In Robert Lindsay of Pitscottie's sixteenth-century History and Cronicles of Scotland, we find such examples as:

"Heirefter the king depairtit out of Sanctandrois ... syne passit to Falkland ... Syne passit to Stirling".

Thanks to the long-standing historical exodus of Scots from their own country, Auld Lang Syne is recognised in many countries throughout the world as the theme tune marking the beginning of the New Year of the Gregorian calendar. Auld Lang Syne is, quite literally, 'old long ago', though a more idiomatic translation such as 'old times' or 'old friendship' does it better justice.

Inevitably, in some far-flung parts of the globe, something that we might call the 'Mairzy Doats syndrome' has produced olanzyne misunderstandings that are more than 'a little bit jumbled and jivey'. Traditional Scottish Songs are not strangers to this phenomenon, and indeed the word mondegreen, 'a misinterpreted word or phrase', owes its existence to one such incident.

In Harper's Magazine in 1954, American author Sylvia Wright coined this term in honour of a childhood memory:

"my mother used to read aloud to me from Percy's 'Reliques', and one of my favorite poems began, as I remember: Ye Highlands and ye Lowlands, Oh, where hae ye been?

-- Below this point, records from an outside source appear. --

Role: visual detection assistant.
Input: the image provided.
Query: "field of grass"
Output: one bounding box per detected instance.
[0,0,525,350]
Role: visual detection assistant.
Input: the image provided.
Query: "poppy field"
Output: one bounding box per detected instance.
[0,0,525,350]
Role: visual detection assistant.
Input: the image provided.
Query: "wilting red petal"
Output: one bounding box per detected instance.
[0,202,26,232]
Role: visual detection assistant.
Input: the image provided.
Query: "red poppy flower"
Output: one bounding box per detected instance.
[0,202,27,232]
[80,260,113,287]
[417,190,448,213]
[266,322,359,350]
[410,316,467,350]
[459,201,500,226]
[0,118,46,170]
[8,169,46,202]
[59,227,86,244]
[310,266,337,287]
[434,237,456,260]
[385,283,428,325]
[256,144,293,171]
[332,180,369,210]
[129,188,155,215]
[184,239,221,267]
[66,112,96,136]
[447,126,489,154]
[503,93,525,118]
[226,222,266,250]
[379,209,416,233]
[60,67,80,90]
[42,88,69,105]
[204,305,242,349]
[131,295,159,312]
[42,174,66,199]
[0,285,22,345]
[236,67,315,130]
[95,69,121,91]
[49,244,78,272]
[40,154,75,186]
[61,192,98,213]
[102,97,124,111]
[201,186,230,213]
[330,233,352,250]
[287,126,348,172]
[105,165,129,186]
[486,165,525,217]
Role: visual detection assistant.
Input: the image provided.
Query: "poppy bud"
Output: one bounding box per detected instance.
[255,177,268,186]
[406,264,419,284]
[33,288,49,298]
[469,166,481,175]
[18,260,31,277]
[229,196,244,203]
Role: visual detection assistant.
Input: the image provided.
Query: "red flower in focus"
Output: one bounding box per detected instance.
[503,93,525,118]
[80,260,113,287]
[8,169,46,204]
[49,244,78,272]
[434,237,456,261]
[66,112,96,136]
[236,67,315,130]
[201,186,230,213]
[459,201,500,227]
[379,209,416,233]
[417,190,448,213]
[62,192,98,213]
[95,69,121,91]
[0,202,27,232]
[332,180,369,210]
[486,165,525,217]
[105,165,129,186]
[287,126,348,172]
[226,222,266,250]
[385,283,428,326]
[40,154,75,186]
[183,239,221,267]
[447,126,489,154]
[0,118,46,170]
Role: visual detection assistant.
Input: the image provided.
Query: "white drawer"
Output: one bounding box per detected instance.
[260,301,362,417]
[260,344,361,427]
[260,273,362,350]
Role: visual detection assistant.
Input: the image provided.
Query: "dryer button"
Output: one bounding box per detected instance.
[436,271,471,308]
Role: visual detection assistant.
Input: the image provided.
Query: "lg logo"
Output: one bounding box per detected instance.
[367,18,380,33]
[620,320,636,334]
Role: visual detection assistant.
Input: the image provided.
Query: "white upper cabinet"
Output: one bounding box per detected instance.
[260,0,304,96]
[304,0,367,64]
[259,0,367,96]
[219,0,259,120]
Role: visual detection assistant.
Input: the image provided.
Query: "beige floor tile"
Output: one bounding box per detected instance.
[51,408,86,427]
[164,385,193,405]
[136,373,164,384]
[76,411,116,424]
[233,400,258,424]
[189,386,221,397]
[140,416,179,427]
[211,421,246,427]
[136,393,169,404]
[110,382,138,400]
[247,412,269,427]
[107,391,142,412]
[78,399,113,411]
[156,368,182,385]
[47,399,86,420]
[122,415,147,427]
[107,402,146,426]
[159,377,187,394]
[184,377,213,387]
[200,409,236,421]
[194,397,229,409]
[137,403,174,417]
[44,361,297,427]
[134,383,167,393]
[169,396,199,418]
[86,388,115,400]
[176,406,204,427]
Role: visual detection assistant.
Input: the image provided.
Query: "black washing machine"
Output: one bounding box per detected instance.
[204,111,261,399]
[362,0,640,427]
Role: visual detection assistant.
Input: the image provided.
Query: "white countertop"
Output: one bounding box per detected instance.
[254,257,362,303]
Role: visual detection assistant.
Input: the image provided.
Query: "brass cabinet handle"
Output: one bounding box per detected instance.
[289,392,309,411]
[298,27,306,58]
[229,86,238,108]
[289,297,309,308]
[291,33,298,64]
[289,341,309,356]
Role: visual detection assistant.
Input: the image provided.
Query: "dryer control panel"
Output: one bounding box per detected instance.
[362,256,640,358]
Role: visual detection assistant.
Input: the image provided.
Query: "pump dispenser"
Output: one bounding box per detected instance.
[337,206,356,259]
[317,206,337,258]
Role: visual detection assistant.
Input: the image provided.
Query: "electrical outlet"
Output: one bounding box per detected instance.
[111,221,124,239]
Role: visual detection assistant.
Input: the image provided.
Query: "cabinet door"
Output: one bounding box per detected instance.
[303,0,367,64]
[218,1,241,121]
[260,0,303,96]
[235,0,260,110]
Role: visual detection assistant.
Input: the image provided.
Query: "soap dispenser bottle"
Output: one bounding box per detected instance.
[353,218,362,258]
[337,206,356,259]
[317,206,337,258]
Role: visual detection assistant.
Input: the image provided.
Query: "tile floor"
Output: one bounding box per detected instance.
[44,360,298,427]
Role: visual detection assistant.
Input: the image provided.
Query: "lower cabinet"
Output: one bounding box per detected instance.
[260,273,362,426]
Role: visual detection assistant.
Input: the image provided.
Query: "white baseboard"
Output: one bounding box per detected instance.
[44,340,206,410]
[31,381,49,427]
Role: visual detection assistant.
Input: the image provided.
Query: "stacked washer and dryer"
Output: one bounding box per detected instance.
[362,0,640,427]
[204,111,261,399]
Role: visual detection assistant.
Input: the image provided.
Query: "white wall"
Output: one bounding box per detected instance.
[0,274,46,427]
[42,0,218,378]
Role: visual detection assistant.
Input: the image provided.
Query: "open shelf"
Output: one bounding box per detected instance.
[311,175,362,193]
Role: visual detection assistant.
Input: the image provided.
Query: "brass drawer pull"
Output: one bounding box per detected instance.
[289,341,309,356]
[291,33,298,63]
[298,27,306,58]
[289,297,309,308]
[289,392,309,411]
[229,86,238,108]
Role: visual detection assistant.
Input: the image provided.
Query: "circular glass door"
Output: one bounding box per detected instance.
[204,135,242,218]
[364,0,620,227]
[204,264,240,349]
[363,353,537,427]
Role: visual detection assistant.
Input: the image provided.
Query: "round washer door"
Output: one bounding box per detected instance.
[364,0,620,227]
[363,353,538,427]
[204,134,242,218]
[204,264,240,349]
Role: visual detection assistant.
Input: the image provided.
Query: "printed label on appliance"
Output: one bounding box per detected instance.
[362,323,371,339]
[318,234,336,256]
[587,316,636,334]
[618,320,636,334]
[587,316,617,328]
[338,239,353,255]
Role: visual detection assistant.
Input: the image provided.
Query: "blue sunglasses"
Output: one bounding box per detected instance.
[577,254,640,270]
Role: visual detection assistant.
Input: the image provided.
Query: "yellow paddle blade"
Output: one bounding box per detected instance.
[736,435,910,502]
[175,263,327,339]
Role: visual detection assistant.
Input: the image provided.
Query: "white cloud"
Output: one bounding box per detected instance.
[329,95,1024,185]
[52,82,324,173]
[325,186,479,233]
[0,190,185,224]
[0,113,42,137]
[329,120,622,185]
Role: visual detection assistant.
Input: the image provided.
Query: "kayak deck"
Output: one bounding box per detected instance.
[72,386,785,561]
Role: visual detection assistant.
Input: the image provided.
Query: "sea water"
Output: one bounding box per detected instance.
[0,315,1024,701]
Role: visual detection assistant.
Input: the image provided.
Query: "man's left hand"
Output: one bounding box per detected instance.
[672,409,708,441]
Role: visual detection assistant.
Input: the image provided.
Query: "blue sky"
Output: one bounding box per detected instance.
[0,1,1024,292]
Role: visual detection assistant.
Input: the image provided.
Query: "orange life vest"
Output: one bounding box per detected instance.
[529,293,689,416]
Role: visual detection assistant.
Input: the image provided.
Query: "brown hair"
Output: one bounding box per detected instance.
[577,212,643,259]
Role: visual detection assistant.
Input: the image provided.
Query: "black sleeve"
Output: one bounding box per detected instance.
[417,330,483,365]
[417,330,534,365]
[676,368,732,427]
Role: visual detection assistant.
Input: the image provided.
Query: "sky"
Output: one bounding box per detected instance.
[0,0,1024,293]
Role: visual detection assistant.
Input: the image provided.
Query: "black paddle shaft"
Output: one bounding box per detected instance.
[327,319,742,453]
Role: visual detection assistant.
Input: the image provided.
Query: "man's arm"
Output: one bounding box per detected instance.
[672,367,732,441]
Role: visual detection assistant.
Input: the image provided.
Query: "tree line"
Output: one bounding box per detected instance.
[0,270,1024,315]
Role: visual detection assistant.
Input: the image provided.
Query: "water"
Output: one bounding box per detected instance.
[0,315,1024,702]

They hae slain the Earl Amurray, And Lady Mondegreen".

Those who remember the fate of the Bonnie Earl will recall that they in fact 'laid him on the green'. Over the festive season, while enjoying a guid-willie waucht (a good-will dram) or pint-stowp (mug, tankard), or when takin the haun o a trusty fiere (friend, comrade, partner), spare a thought for the Scots legacy of times past.